The basic idea of AMT is that an auxiliary processor in the chipset uses the server's network interfaces to obtain an IP address from the network and listen for connections. A system administrator (or anyone) can then connect to the server at this IP address and read/write memory and disk. Parts of the technology operate on bare hardware; parts rely on add-on modules installed within operating systems.
Essentially, AMT allows remote access to the system's memory and disk over the network while the operating system is running. It well known that a system can easily be hacked, password logins overridden, encryption keys obtained, and malware installed using DMA attacks. Any attack that can be performed over DMA can be performed using AMT, but it does not end there. Thus, protection of access to AMT is extremely critical for server and data security.
Intel Security Advisory on
Privilege Escalation Vulnerability in AMT
Intel released a security advisory on May 1, 2017 regarding a privilege escalation vulnerability in AMT. It has a CVSSv3 score of 9.8, which means an extremely critical vulnerability, exacerbated by how widely the technology is deployed, used, enabled, and how critical the systems utilizing it are.

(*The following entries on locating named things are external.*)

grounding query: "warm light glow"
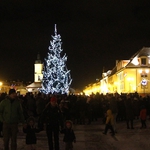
[0,82,3,86]
[127,77,134,81]
[145,69,149,73]
[131,57,139,66]
[139,69,142,73]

Intel itself classifies the vulnerability in the following CVSSv3 vector: /AV:N/AC:L/PR:N/UI:N/S:U/C:H/I:H/A:H. The PR:N part means that no privileges are needed to exploit the vulnerability over the network. Thus, it is not really a privilege escalation, but an outright remote code execution vulnerability.
CERT Advisory on Intel AMT Firmware Vulnerability
CERT (United States Computer Emergency Readiness Team) released a short statement based on the Intel advisory on May 1, 2017.
CERT has also released Vulnerability Note VU#491375 on the topic. It contains information about specific vendors (also see below).
German DFN-CERT has released a similar advisory DFN-CERT-2017-0755.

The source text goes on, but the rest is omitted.